La fiche du NHS sur les palpitations distingue les épisodes à faire évaluer des signes imposant une aide urgente. Si le cœur continue à battre anormalement ou si s’ajoutent douleur thoracique, difficulté à respirer ou évanouissement, contactez les services d’urgence locaux. Au Maroc, faites-vous accompagner vers une prise en charge adaptée ; ne conduisez pas si vous vous sentez mal.
Gardez les informations sur ce que vous avez pris, mais ne retardez pas l’aide pour chercher le numéro de lot ou terminer un questionnaire en ligne. Une boutique ne peut pas trier à distance une situation potentiellement urgente. Si l’épisode a cessé mais revient, un rendez-vous médical reste nécessaire pour en chercher la cause.

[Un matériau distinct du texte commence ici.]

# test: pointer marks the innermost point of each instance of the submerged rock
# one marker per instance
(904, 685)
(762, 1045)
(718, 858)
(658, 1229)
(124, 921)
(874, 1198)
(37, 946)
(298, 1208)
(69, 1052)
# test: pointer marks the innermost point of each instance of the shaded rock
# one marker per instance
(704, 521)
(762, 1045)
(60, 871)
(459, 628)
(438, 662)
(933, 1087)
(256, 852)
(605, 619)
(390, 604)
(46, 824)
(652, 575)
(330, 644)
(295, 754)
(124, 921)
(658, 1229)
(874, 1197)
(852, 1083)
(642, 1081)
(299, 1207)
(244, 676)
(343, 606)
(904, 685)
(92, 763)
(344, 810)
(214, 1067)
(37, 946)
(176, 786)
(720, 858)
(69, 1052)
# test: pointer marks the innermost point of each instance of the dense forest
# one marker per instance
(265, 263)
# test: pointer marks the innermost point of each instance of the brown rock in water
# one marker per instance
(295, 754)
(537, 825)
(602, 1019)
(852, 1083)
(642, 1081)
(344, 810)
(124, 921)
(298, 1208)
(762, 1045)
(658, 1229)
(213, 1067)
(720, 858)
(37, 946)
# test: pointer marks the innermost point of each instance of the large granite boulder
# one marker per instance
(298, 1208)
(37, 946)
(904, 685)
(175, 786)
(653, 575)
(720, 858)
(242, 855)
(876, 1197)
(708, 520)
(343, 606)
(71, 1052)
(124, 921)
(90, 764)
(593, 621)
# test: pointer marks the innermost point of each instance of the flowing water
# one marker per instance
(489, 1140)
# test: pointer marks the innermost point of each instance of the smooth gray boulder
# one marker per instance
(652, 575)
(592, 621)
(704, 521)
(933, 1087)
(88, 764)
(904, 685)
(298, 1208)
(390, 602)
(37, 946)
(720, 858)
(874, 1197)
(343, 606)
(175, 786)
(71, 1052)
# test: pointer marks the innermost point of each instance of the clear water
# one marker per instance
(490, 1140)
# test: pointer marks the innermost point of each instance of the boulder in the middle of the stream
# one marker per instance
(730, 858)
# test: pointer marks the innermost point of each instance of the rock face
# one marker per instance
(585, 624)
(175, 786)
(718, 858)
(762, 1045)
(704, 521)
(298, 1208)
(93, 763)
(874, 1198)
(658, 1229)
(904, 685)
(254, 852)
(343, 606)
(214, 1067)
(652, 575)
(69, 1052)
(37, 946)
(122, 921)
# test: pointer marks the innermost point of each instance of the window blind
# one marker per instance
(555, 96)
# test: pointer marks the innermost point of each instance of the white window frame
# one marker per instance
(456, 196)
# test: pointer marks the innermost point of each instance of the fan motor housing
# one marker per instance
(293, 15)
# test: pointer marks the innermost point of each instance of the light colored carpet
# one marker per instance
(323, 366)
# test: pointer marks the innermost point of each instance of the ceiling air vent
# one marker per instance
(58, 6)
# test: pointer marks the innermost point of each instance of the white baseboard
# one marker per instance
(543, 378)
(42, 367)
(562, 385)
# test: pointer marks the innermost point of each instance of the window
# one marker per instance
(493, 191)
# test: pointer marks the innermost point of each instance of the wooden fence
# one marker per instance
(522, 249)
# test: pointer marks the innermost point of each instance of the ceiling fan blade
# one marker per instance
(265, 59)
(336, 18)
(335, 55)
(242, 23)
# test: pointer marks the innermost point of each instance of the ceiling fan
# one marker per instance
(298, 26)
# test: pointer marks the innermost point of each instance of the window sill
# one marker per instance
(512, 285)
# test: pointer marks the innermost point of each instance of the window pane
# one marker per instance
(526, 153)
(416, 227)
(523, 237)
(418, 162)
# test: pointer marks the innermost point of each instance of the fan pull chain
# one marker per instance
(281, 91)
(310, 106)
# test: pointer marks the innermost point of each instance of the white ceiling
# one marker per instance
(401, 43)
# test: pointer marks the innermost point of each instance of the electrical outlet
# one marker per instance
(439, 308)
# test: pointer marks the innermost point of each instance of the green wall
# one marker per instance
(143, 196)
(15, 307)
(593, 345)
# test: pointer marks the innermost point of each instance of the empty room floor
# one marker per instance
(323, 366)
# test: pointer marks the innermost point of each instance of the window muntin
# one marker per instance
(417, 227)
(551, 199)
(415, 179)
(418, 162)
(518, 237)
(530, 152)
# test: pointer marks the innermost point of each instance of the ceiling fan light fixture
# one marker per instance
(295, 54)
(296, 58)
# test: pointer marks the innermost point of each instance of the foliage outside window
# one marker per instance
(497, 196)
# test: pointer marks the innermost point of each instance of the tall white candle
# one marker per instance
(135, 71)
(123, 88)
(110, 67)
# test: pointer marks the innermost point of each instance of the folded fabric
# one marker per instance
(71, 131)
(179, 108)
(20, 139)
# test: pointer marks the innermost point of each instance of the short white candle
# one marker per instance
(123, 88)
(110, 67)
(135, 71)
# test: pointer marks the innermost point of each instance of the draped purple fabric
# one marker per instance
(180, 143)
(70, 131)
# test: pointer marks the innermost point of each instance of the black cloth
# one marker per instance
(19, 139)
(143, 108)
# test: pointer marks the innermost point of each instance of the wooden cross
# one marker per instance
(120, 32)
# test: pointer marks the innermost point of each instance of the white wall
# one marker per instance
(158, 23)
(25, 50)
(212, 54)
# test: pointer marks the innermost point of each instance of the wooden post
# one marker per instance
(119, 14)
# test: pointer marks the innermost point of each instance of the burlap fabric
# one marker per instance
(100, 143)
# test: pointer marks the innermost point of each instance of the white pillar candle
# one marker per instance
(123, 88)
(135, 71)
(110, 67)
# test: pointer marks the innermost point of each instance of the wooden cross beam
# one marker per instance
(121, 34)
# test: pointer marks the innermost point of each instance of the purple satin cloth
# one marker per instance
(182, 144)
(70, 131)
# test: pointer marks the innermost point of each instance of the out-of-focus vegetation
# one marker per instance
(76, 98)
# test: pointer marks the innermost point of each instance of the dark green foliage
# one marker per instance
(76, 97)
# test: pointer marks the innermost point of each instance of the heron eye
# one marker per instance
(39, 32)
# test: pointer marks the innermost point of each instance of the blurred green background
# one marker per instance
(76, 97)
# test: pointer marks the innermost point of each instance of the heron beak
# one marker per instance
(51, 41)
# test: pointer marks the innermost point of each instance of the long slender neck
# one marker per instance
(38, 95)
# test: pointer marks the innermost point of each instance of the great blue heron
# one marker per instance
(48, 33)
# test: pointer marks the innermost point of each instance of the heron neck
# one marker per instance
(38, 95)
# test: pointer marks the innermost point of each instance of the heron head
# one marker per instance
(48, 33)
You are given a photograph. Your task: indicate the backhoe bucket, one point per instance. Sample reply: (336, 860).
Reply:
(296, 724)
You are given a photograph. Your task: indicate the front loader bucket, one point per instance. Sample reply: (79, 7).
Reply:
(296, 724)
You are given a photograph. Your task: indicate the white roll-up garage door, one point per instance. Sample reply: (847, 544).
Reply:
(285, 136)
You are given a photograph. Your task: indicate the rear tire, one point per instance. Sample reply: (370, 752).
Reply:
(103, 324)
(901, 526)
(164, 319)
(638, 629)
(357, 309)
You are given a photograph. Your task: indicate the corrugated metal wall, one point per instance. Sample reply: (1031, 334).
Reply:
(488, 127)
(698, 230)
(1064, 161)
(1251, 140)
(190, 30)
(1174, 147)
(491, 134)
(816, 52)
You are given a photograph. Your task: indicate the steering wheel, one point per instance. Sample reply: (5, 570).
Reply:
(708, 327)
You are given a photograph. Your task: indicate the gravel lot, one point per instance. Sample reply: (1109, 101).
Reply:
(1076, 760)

Ce n’est pas un test de tolérance à poursuivre
Il peut être tentant de réduire la quantité et de reprendre « juste une fois ». Ce serait une nouvelle exposition sans explication de l’épisode précédent. Une amélioration après l’arrêt ne prouve pas non plus, à elle seule, que tout est réglé ou que le complément était l’unique cause. La décision de reprise relève de l’évaluation, pas d’un essai personnel.
Le terme palpitations décrit une sensation ; il ne dit pas quel rythme cardiaque est présent. Notez ce que vous avez ressenti sans poser vous-même un diagnostic. « Battements rapides pendant vingt minutes » est une information plus utile que « j’ai sûrement un problème de thyroïde », même si cette hypothèse fait partie des points à examiner.
Pourquoi la thyroïde entre-t-elle dans la discussion ?
L’ashwagandha a été étudiée pour ses effets sur certains paramètres thyroïdiens. Une plante associée à la détente peut donc avoir des effets biologiques qui dépassent l’impression de calme recherchée. Le mot « naturel » ne répond pas à la question de sa compatibilité avec votre situation.
Cela ne signifie pas que toute palpitation sous ashwagandha vient de la thyroïde. Le professionnel de santé considère les antécédents, les autres prises et l’examen. Vous n’avez pas à choisir vous-même entre stress, trouble du rythme et cause hormonale avant de consulter. Votre rôle est de signaler le complément comme vous signaleriez les autres produits utilisés, avec le nom et la quantité réellement pris.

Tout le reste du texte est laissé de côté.